Validation Value Addition: Adopting Target's Data Validator

I really enjoy watching Python/data related presentations/conferences etc. The topics are a boon and my latest inspiration is from the fascinating work happening at Target with their data validator (Video of Presentation). There were a few things I was looking for when developing an approach to data validation:

A Framework: something that would give structure to the raw, ad-hoc way of doing things
Reproducibility: something that could prove valuable in other spheres of influence
Iteration Ease: something that is low-lift to iterate on

Working on the data validation aspect of the state reporting data submission was not without its challenges. I did not anticipate the hours I would spend looking for workarounds or troubleshooting craziness. COVID-19 seems to have wrestled with some of my creativity and so this will be a different style than my usual prose. Here were a few highlights of my learning moments:

State Management / Data Persistence

Airflow is unlike any other framework I have used. It’s a deeply complex system and just when I think I understand a part of it, it throws a curve ball that really jolts my understanding of the world. At first it was about trying to wrap my head around paths when coupled with a docker environment. And as I was barely grasping some aspects of paths, I spent a considerable amount of time trying to understand how variables/objects change in Airflow. I wanted to organize the code so that it was easier to pick it up and run with it year to year with minor changes. Although objects in general are first-class citizens in Python, it still feels weird trying to get classes/objects to play nice with operators. One area where I kept tripping up is I would call self.attribute, but for some reason, I somehow couldn’t guarantee that the value of attribute, whenever the scheduler picked a task up, is the value I was expecting. Maybe I didn’t have enough sleep and the issue was something else entirely. Relatedly, the fact that Airflow reads and executes the dag file several times is still something that is tricky to manage and I’m in search of more elegant solutions. Most of my troubles here though really stem from not having a deep understanding of this tool – but I’m slowly getting there.

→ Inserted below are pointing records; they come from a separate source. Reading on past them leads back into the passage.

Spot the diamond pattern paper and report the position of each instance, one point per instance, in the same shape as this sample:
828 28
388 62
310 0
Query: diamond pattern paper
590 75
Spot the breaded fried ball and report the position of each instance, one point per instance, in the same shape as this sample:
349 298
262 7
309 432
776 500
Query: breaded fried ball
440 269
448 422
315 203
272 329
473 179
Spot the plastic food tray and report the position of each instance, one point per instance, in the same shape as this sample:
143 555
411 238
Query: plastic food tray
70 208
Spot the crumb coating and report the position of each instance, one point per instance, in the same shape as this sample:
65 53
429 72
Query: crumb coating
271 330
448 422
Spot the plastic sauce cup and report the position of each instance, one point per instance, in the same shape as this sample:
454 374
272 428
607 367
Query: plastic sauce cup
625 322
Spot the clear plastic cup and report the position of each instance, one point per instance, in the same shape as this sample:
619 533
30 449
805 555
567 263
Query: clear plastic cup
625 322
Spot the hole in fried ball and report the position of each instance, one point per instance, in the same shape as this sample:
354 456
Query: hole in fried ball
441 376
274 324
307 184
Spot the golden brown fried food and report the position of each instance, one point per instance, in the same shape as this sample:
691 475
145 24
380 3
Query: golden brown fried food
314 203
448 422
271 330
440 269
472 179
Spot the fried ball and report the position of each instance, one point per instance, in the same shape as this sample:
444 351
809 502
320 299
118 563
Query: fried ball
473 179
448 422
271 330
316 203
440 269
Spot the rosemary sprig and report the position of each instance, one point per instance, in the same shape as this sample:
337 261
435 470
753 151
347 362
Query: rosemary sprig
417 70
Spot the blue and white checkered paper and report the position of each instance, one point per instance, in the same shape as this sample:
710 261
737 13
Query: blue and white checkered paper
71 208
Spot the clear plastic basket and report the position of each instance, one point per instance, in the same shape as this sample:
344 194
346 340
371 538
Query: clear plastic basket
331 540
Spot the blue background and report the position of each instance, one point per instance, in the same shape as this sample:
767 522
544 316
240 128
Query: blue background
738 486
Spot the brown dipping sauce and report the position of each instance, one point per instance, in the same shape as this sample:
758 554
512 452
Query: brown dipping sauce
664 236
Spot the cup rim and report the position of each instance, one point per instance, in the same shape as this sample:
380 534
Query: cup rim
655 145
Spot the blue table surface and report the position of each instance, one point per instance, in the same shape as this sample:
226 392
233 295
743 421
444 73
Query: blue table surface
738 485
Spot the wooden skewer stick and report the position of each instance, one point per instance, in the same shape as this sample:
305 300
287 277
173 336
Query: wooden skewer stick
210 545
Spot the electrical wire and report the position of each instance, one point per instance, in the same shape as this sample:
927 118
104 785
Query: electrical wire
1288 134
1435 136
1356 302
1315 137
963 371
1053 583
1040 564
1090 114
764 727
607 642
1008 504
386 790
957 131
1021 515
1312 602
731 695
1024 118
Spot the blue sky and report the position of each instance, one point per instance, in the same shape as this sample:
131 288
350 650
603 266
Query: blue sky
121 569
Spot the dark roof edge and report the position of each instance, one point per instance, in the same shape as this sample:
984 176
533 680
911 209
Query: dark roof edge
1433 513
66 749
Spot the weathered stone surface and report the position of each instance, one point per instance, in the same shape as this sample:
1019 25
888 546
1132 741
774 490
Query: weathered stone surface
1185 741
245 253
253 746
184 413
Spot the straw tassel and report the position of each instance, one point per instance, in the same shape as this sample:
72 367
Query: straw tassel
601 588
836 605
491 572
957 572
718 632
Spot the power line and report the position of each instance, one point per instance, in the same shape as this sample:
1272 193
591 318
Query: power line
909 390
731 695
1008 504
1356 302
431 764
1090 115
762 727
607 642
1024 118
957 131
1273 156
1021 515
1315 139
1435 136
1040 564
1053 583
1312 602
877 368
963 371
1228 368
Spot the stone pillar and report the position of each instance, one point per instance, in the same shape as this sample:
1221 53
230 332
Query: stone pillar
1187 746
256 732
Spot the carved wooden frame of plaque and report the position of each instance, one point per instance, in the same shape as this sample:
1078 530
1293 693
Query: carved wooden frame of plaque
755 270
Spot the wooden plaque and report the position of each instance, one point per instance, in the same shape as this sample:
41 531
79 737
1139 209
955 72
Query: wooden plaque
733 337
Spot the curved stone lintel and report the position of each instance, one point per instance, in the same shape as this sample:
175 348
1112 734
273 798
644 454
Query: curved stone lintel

Additionally, I had to make a decision on how to store the result of the validation checks across multiple tasks (a task being a validation). My heart kept wanting to do Xcoms, but I was concerned about how I would go about deleting that data after the validations were done. In hindsight, an Airflow variable might have been a good alternative. In general, though, I was leaning toward a solution that wouldn’t rely on the local DigitalOcean machine storage, and settled on a JSON read/write to S3 operation that complemented our existing infrastructue. When multiple tasks might be reading and writing on the same file though, it’s important to guarantee that the tasks aren’t overwriting each other’s data by reading/writing almost simultaneously.

Real Talk: A Thing that Took An Unexpectedly Long Time to Root Out

I have accepted that working in Airflow invariably means spending time occasionally on something that was a 10 minute solution at best. This time around it was because I was trying to use the e-mail operator, and could not because my Wi-Fi was possibly blocking access. The only error I saw was that the connection wasn’t working and I tried a whole bunch of things: kept toggling between smtplib.py on GitHub; deleted and re-inputted the password; and doubted the setup of the Docker container. All of this, before I decided to try to use smtplib in Jupyter Notebooks as a quick experimental check and noticing that I was running into the same issue. That’s when I realized I was working on the university visitor Wi-Fi which has been known to be restrictive. Not ideal to spend that much time fixing a problem when the solution is to switch one’s Wi-Fi, but nonetheless, it was a humbling experience.

Magnitude of Impact

Throughout this work, I have to keep reminding myself to keep an eye on the prize: the magnitude of impact of the automations. I’ve struggled to quantitatively measure that impact, but I think the narrative impact is powerful in this instance. One of the blockers to starting out the year strong with compliance reporting is that students have to be submitted to the state reporting apparatus (CEDARS from OSPI in this case). Whenever we submitted this early piece of data, the files can be riddled with errors. This upcoming year, we will be able to submit as soon as CEDARS opens and with very little to no lift, we will have the full set of validations available at our disposal. This was something that felt fairly ad-hoc and not systematic. Now, we can rapidly create and iterate on data and we are able to trust the data because our controls are ready to be monitored from day 1. That’s an exciting opportunity.